Student recycling, a project of the Campus Stewardship Committee (CSC), is back up and running with its first collection day on Nov. 6. If students would like to get involved in recycling, they can pick up a bag for their dorm room from CSC in the student senate office. Bags will be available there throughout the year during the office’s regular hours. The bags will also be available to pick up at CSC’s booth at Bakertree on Nov. 1 from 12-4; feel free to contact any CSC member with questions.

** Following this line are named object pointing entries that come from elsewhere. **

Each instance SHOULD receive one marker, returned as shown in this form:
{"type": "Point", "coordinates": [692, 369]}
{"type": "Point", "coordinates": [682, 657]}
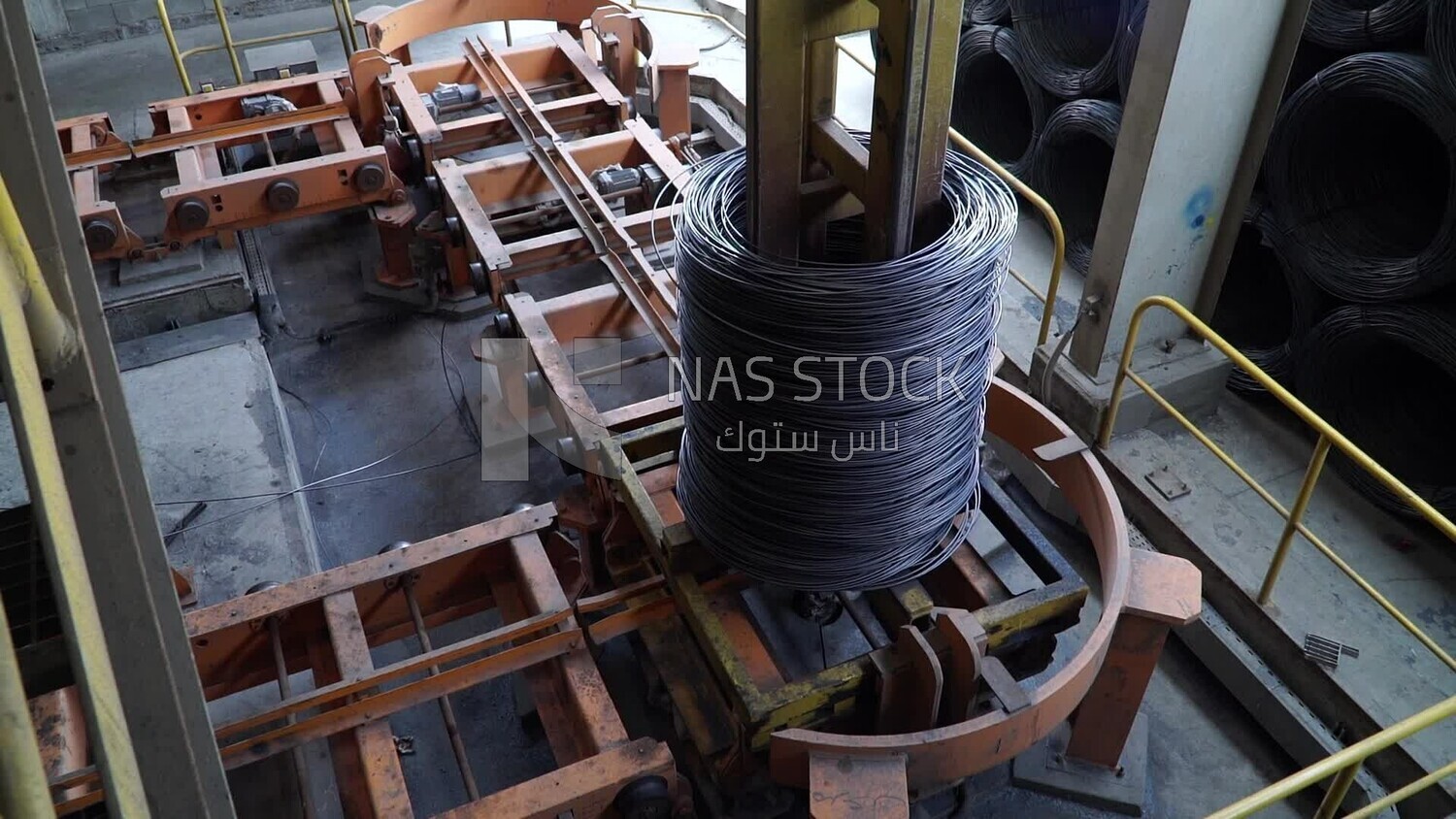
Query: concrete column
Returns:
{"type": "Point", "coordinates": [1205, 95]}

CSC is a way to actively practice stewardship as students at Covenant College. We do not have our own homes, but we still produce waste and use electricity, so we can be in the mindset of caring for creation and learning for the future. CSC co-chair Rachel Dance is a senior Community Development major. She joined CSC believing that “stewardship is important because our resources are a gift; we are not entitled to what we have been given… My heart is for the CSC to be a way to encourage the student body to be intentional and thoughtful with the decisions we make.”

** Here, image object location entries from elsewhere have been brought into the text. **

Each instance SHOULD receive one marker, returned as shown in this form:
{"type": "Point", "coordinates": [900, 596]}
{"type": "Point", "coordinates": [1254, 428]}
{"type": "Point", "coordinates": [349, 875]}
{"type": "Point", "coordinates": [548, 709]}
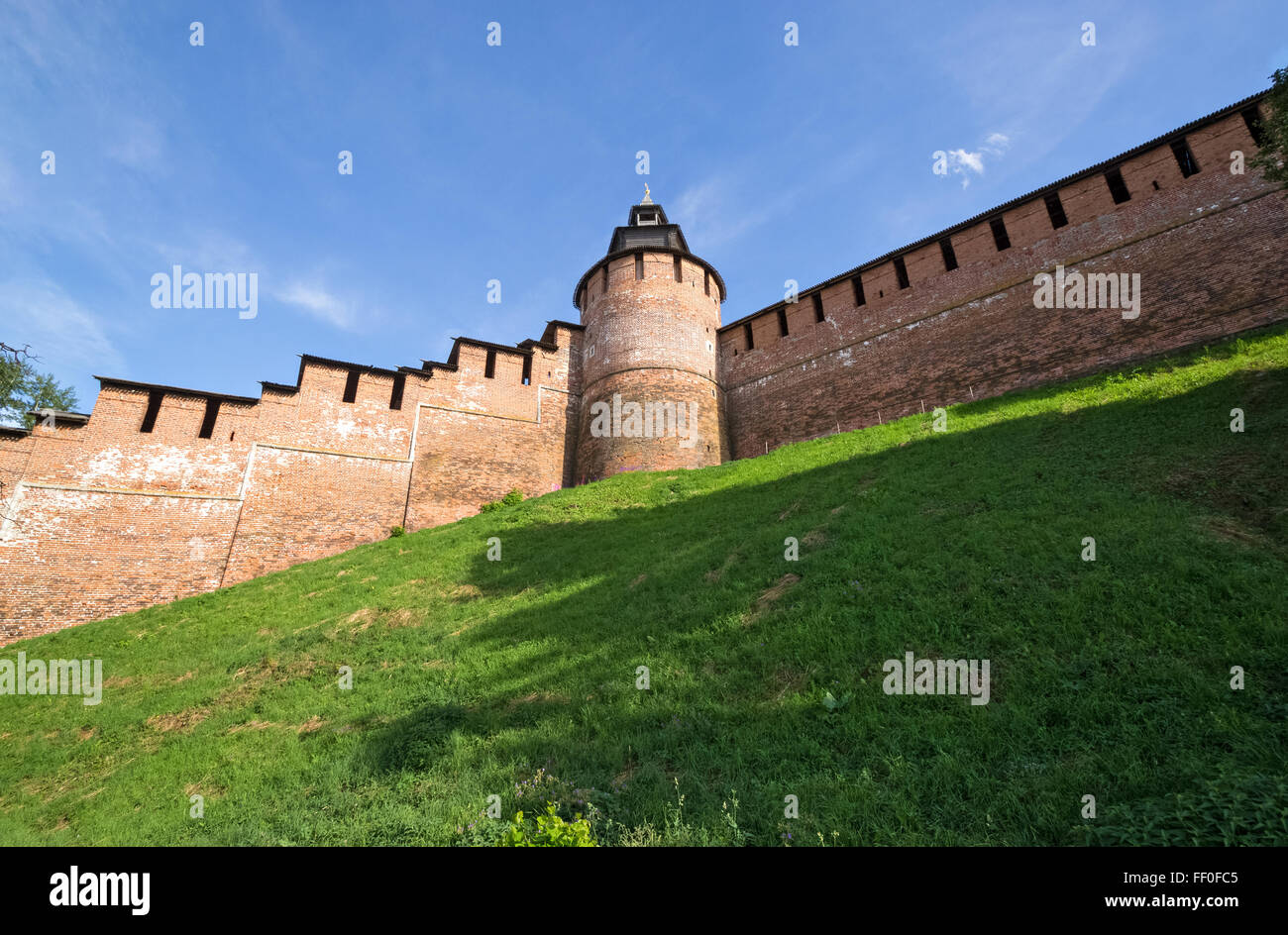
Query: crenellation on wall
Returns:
{"type": "Point", "coordinates": [98, 518]}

The main way that CSC practices stewardship is through recycling. After a bumpy start, the recycling program has been launched for the 2014-2015 school year. This program is for everyone, because everyone can recycle. Some have estimated that as much as 75% of what we throw away can be recycled. With the current recycling program through Santek, there are a variety of materials that Covenant students can recycle: paper, cardboard, plastic bottles and caps, and even glass. That means you can recycle old notes (even with staples), shipping boxes, and juice cartons. No sorting required. Simply put recyclables in the bag and place it outside the door once a week. A Mark 10:45 student will empty the bags into the large bin behind Maclellan-Rhymer. Students are welcome to put recyclables in this bin at any time, especially large cardboard waste, provided that they follow the guidelines for what can and cannot be recycled.
The most commonly used verse to support stewardship is Genesis 1:28: “And God blessed them. And God said to them, ‘Be fruitful and multiply and fill the earth and subdue it and have dominion over the fish of the sea and over the birds of the heavens and over every living thing that moves on the earth.’” CSC believes that as stewards, Christians are not called to just look at the beauty God has made and make an ultimatum that no one touch it. We are called to manage it wisely so we can use it to benefit all creation, humanity included, and make sure it is available for future inhabitants of the earth.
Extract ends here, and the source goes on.